Glucose availability determines silver nanoparticles toxicity in HepG2.

Background: The increasing body of evidence suggest that nanomaterials toxicity is associated with generation of oxidative stress. In this paper we investigated the role of respiration in silver nanoparticles (AgNPs) generated oxidative stress and toxicity. Since cancer cells rely on glucose as the main source of energy supply, glucose availability might be an important determinant of NPs toxicity.

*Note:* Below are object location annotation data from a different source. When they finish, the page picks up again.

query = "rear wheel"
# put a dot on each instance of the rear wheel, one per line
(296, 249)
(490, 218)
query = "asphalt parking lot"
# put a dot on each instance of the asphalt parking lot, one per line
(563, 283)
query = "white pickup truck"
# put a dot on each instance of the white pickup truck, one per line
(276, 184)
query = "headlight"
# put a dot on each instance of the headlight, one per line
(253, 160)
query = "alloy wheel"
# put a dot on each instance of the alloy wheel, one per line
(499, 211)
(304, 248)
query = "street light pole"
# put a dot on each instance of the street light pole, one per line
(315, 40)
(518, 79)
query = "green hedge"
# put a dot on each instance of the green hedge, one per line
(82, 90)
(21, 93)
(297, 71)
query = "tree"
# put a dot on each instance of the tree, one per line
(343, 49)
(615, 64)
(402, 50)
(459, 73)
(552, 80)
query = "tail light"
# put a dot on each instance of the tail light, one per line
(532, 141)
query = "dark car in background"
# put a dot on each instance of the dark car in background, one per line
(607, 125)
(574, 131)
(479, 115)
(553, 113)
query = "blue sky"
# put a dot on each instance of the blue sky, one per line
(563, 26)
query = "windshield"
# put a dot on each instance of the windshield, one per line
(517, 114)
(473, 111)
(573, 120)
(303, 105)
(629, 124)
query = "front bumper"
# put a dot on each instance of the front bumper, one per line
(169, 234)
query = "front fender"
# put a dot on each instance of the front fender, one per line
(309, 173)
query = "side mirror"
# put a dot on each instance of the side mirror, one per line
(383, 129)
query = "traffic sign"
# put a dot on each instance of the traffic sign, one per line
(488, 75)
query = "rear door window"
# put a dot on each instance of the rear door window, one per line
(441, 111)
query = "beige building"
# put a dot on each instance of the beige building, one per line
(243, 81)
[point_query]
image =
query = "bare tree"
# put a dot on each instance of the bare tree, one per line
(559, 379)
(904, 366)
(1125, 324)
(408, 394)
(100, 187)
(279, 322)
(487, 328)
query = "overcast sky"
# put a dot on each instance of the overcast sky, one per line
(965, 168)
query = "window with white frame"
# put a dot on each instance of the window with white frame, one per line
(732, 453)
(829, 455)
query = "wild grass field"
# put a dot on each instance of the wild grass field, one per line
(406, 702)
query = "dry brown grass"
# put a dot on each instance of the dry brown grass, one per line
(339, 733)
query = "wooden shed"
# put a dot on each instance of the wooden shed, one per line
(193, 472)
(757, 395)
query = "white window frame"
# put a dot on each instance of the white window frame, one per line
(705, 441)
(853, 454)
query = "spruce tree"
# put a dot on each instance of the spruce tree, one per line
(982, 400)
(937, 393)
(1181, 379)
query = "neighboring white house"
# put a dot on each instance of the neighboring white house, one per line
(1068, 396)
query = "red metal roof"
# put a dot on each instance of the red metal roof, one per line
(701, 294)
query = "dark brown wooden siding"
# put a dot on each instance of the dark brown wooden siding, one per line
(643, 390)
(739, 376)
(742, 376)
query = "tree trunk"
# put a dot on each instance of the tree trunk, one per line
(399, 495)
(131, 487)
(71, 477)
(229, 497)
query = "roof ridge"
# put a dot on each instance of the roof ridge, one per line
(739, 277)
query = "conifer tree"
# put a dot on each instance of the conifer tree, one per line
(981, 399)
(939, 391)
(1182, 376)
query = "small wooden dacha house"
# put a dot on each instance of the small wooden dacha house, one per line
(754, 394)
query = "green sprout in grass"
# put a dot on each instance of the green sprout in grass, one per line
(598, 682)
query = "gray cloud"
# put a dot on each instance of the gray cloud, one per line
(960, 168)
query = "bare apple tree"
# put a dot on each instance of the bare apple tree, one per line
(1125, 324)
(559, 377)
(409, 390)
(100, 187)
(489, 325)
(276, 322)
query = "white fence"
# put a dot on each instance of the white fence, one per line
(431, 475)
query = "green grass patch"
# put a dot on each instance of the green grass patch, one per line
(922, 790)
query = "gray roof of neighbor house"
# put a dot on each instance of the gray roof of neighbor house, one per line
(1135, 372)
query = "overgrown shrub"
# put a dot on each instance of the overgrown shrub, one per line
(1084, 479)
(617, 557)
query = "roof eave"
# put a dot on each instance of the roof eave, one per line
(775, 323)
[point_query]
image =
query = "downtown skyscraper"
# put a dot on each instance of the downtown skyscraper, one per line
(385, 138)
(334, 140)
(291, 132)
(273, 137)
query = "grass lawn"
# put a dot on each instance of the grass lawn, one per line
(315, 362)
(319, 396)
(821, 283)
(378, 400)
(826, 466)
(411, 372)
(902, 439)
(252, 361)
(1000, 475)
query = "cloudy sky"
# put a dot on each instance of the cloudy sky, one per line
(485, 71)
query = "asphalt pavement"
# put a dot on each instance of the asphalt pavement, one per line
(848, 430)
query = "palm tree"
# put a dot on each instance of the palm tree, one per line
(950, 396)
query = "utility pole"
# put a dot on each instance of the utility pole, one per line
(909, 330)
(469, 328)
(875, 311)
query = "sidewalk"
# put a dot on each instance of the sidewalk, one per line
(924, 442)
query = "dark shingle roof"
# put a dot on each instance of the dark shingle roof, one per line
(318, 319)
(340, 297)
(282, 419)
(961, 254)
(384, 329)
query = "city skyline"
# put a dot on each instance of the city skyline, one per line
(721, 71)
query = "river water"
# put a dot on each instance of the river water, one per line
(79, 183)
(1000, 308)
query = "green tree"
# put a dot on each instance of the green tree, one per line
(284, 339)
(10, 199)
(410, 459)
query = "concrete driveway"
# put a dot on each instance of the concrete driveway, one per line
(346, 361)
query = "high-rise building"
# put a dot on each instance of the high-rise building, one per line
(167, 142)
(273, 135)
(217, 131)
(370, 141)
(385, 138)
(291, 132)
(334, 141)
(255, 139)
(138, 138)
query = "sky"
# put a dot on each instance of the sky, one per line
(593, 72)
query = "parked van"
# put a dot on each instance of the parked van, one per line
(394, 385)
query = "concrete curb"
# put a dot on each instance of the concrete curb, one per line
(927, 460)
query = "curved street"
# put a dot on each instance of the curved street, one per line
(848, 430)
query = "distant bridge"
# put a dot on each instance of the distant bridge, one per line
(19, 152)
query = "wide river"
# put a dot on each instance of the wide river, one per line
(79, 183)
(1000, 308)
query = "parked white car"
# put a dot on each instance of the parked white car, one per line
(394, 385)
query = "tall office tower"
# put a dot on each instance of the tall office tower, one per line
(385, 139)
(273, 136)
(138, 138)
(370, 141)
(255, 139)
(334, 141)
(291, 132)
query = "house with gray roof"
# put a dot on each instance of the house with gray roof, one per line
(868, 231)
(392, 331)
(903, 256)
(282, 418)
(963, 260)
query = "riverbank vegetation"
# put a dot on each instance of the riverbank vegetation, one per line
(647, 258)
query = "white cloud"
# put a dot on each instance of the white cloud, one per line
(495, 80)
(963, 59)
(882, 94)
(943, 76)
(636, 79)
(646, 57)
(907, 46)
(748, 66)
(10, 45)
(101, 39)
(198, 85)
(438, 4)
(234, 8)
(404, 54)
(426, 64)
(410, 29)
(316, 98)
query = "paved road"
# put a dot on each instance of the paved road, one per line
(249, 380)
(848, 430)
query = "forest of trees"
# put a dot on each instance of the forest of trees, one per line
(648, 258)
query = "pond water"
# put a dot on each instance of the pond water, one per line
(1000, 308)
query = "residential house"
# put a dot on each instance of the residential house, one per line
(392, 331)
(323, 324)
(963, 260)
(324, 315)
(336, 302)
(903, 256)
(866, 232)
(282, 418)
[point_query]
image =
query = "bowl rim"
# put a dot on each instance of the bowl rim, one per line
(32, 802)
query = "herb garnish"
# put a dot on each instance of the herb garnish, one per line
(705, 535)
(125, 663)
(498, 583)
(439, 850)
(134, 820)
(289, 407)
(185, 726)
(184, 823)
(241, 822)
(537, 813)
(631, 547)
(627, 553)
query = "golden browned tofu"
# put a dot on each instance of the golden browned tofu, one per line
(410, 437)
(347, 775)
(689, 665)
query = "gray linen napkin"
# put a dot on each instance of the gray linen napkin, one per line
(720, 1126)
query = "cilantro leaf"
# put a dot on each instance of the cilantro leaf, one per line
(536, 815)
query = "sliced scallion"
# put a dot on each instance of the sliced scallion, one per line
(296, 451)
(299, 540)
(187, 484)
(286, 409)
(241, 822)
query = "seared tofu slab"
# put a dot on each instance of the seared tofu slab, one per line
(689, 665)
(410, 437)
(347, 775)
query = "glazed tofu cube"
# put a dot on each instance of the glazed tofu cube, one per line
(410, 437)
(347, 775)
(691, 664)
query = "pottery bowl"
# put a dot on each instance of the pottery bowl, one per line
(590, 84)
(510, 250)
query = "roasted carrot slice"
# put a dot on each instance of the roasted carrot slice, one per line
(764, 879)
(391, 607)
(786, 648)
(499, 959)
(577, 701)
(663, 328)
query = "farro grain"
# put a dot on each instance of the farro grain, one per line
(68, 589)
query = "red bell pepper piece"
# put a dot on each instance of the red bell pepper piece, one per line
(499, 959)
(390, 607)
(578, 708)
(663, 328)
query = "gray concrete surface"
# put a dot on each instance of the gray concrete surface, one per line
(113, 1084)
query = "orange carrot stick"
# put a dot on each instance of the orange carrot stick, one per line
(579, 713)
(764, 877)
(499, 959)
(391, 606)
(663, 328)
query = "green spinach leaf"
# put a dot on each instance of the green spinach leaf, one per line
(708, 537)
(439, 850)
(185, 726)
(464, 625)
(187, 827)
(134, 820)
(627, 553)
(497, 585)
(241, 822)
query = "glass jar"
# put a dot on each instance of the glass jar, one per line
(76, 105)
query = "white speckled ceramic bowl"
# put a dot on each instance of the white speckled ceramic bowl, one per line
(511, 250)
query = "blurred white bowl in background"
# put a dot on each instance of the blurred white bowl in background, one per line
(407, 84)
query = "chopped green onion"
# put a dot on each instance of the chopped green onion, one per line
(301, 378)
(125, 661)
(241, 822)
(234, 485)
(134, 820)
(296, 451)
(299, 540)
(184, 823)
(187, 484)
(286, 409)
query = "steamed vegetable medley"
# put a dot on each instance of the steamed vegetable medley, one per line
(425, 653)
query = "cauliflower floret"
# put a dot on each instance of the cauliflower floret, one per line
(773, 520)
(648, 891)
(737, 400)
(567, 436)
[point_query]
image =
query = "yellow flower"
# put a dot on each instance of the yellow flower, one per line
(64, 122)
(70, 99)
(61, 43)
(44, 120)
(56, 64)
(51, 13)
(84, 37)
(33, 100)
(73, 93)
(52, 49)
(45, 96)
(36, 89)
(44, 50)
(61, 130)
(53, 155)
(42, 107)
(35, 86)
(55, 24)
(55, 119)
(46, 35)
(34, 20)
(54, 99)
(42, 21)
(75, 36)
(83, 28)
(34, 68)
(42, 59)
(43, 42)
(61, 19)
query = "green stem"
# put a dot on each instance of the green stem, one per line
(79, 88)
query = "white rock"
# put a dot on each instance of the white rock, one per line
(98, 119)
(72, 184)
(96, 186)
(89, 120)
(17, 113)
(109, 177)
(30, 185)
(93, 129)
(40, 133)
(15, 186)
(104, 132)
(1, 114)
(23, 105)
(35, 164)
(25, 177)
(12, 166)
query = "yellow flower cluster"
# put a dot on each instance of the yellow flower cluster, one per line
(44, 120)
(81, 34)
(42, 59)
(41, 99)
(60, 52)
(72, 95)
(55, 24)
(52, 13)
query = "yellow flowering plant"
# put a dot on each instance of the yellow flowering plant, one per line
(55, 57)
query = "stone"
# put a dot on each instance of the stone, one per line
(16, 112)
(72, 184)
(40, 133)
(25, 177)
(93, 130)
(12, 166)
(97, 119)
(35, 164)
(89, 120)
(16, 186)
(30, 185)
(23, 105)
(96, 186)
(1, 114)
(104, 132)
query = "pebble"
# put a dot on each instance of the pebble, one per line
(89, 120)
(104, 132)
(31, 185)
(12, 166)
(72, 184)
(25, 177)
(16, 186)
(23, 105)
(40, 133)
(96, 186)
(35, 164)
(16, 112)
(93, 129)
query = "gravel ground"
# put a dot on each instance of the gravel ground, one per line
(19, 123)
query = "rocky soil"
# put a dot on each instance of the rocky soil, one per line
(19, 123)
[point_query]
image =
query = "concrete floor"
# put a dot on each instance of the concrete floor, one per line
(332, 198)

Methods: AgNPs of 20 nm nominal diameter were used as a model NPs. HepG2 cells were cultured in the media with high (25 mM) or low (5.5 mM) glucose content and treated with 20 nm AgNPs. AgNPs-induced toxicity was tested by neutral red assay. Generation of H2O2 in mitochondria was evaluated by use of mitochondria specific protein indicator HyPer-Mito. Expression of a 77 oxidative stress related genes was assessed by qPCR. The activity of antioxidant enzymes was estimated colorimetrically by dedicated methods in cell homogenates.
Results: AgNPs-induced dose-dependent generation of H2O2 and toxicity was observed. Toxicity of AgNPs towards cells maintained in the low glucose medium was significantly lower than the toxicity towards cells growing in the high glucose concentration. Scarceness of glucose supply resulted in upregulation of the endogenous antioxidant defence mechanisms that in turn alleviated AgNPs dependent ROS generation and toxicity.
Conclusion: Glucose availability can modify toxicity of AgNPs via elevation of antioxidant defence triggered by oxidative stress resulted from enhanced oxidative phosphorylation in mitochondria and associated generation of ROS. Presented results strengthen the idea of strong linkage between NPs toxicity and intracellular respiration and possibly other mitochondria dependent processes.